Deprem ve kentsel dönüşüm
Büyük depremlerden en az hasarla çıkmanın ancak kentsel dönüşümle olacağını söyleyen Başkan Kocaoğlu, "Çare, sağlıksız yapılardan kurtulup depreme dayanıklı konutlar inşa etmektir. Bunu yaparken de mutlaka ve mutlaka yeşil alanlarıyla, yollarıyla, bulvarlarıyla, parklarıyla, spor tesisleriyle, kent ormanlarıyla bir kent oluşturmak gerekir. Biz inançla, nasıl bir kentsel dönüşüm olmalıdır, çarpık yapıların yıllardır çilesini çeken insanlara ço cuklarına nasıl sağlık çözüm bulabiliriz, nasıl haklarını koruyabiliriz diye çok ciddi çalışmalar yaptık. Uzundere ve Örnekköy'den başlamak üzere iyi örnekleri çoğaltacağız" diye konuştu.
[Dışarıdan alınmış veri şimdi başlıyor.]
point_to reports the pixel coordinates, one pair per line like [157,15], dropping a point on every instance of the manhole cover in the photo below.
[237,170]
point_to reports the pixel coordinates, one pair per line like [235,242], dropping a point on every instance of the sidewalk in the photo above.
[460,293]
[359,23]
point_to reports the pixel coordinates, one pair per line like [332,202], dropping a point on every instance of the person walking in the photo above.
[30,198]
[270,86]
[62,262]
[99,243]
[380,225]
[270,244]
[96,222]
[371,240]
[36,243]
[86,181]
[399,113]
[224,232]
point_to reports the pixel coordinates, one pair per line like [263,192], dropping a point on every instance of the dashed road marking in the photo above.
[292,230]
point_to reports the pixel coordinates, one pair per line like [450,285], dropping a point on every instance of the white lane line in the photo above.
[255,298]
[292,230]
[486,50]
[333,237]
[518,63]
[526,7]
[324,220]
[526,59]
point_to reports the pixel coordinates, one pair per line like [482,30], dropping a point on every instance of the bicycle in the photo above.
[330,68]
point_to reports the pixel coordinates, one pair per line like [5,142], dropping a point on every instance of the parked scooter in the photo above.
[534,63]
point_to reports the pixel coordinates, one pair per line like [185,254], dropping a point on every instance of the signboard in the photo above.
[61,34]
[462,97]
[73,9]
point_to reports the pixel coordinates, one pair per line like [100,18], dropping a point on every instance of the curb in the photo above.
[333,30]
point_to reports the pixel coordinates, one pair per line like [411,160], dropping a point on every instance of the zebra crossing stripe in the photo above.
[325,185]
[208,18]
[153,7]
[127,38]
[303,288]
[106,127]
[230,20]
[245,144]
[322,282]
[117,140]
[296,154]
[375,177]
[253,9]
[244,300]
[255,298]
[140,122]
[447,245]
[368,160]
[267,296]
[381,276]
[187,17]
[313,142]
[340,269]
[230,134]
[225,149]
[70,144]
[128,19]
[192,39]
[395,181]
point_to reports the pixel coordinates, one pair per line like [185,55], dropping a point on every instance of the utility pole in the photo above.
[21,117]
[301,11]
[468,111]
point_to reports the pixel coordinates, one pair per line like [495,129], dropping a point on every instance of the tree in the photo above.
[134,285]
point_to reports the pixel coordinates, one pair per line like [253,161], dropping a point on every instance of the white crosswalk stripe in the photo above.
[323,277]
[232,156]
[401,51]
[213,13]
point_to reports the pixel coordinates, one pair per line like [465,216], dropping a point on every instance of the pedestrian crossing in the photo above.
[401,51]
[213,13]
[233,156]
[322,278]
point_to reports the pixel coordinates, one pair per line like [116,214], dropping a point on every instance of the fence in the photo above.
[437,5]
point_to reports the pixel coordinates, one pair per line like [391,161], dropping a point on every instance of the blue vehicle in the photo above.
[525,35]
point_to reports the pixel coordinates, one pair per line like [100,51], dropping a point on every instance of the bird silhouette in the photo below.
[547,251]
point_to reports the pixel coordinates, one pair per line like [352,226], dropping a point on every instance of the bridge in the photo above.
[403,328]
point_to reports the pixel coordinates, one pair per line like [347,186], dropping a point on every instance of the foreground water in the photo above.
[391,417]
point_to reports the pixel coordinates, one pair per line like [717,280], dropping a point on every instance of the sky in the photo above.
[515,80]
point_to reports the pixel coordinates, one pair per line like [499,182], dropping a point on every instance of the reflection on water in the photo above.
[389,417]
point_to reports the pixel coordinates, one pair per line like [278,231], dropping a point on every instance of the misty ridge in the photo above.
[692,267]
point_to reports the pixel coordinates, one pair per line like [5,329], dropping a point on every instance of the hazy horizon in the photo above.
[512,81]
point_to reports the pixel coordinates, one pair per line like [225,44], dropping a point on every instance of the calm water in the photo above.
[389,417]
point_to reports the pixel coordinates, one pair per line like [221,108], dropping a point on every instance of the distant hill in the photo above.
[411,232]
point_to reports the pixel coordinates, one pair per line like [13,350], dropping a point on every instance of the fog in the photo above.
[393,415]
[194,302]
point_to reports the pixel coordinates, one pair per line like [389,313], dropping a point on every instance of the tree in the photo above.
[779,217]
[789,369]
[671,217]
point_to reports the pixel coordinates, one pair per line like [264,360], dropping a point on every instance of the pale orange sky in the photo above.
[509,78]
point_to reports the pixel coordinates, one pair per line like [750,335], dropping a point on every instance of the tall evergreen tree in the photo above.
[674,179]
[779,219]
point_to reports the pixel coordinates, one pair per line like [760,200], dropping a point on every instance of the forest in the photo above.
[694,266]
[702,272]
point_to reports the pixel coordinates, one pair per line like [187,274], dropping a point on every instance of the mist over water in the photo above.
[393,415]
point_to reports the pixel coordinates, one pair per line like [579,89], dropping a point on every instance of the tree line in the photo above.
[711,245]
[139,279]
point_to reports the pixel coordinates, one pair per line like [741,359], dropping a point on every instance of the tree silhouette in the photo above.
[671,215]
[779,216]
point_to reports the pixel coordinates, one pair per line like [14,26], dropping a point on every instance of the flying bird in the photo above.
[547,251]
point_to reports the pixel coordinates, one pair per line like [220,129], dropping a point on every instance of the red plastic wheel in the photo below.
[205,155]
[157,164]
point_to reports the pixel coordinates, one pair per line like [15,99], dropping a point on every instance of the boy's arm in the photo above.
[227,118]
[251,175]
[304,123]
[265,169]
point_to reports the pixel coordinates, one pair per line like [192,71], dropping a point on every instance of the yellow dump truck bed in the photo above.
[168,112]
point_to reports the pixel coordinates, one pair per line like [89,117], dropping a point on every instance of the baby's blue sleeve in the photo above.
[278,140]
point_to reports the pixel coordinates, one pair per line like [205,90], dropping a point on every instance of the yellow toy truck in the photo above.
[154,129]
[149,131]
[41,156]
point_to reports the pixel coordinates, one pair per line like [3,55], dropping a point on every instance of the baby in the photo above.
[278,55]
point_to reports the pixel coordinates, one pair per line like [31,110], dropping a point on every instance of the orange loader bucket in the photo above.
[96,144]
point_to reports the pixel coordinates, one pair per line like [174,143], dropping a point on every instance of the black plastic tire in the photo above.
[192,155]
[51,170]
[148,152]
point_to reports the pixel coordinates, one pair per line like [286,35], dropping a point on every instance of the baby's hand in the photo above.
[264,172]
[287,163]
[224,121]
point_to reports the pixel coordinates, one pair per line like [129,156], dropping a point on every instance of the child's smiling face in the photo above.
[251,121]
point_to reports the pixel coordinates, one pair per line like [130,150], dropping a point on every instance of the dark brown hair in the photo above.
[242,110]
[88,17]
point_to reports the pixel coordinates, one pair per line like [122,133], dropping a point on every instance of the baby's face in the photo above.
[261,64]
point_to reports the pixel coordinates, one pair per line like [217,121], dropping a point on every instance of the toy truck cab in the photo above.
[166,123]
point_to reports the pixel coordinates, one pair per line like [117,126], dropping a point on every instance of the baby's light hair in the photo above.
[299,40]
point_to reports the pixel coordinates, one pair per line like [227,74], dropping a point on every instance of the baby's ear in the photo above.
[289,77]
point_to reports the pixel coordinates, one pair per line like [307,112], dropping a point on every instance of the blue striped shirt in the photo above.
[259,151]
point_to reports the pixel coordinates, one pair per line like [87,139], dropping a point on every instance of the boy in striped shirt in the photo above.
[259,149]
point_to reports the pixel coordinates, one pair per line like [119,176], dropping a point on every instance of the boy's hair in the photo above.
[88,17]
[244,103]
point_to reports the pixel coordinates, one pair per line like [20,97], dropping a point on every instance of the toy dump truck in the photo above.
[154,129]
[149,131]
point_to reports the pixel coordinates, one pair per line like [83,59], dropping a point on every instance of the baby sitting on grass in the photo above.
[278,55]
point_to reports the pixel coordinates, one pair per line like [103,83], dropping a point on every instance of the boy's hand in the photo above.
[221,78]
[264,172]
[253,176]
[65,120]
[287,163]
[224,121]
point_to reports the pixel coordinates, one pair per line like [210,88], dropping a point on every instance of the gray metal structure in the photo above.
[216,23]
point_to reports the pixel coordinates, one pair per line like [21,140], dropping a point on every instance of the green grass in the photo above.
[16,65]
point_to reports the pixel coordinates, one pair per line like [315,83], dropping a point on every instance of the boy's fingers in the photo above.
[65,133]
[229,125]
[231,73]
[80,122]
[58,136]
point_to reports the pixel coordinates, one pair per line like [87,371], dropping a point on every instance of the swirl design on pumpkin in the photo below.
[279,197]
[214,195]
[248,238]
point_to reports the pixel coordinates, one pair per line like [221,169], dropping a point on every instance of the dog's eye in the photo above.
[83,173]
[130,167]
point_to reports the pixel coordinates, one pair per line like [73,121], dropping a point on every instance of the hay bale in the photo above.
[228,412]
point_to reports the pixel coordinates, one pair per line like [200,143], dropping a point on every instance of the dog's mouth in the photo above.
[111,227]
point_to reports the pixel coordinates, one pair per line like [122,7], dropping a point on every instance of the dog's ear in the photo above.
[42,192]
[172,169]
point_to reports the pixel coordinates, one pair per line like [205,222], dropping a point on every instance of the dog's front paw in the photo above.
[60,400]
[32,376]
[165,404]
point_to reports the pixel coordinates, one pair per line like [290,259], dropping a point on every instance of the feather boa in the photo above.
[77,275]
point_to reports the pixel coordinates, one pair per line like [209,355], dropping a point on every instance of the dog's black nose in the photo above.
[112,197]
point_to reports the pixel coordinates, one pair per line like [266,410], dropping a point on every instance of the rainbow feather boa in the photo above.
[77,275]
Ekonomik ve siyasi bağımsızlık
Konuşmasında, ekonomideki "kriz tehlikesi"ne de yer veren İzmir Büyükşehir Belediye Başkanı, "Daha çok üretim ve daha çok tasarruf çağrısı" yaptı. Başkan Kocaoğlu şöyle devam etti:
"Bizim çocukluğumuz tarım toplumuna denk gelir. Dayanışmanın hat safhada olduğu, herkesin evin ihtiyaçları büyük ölçüde kendi üretiminden karşıladığı yıllardı. Şimdi köylere bile çarşı fırınlarından ekmek gittiği, köylünün yumurtanın marketten aldığı bir dönemi yaşıyoruz. Üretmeyip tüketiyoruz. Uzun süredir bu böyle.. Eğer ürettiğinizden çok tüketirseniz, bu sefer dışardan borç almak zorunda kalırsınız. Borçların faizleri vardır. Anadolu’da bir laf var; ‘Borçlu ölmez, benzi sararır’ diye.. Bizimki de o hesap.. Sadece belediyede değil, evlerimizde tasarruf etmemiz lazım. 'Zaten yetmiyor, neyin tasarrufunu yapacağız'' diye soranlar için de geçerli bu söylediklerim. Kaliteli üreteceğiz ve dışa bağımlılıktan kurtulacağız. Bugün Demokles'in kılıcı gibi bir şeyler dayatılmaya çalışıyorsa, bunu tasarruf ve üretimle aşacağız. Ekonomik bağımsızlık olmadan siyasi bağımsızlık olmaz. Ben çok kriz gördüm; hepsinden etkilendim. Ama çok zengin bir ülkeyiz. Bu krizi de atlatacağız. Önemli olan, bu ülkede bir daha ekonomik kriz yaşanmamasıdır. Eğer üretmesek, mutlaka 5-10-15 sene sonra bir kriz daha kapımızda olacaktır. Bu günler geçecek. Kötümser değilim. Benim konuşmam, bir daha kriz yaşanmaması içindir."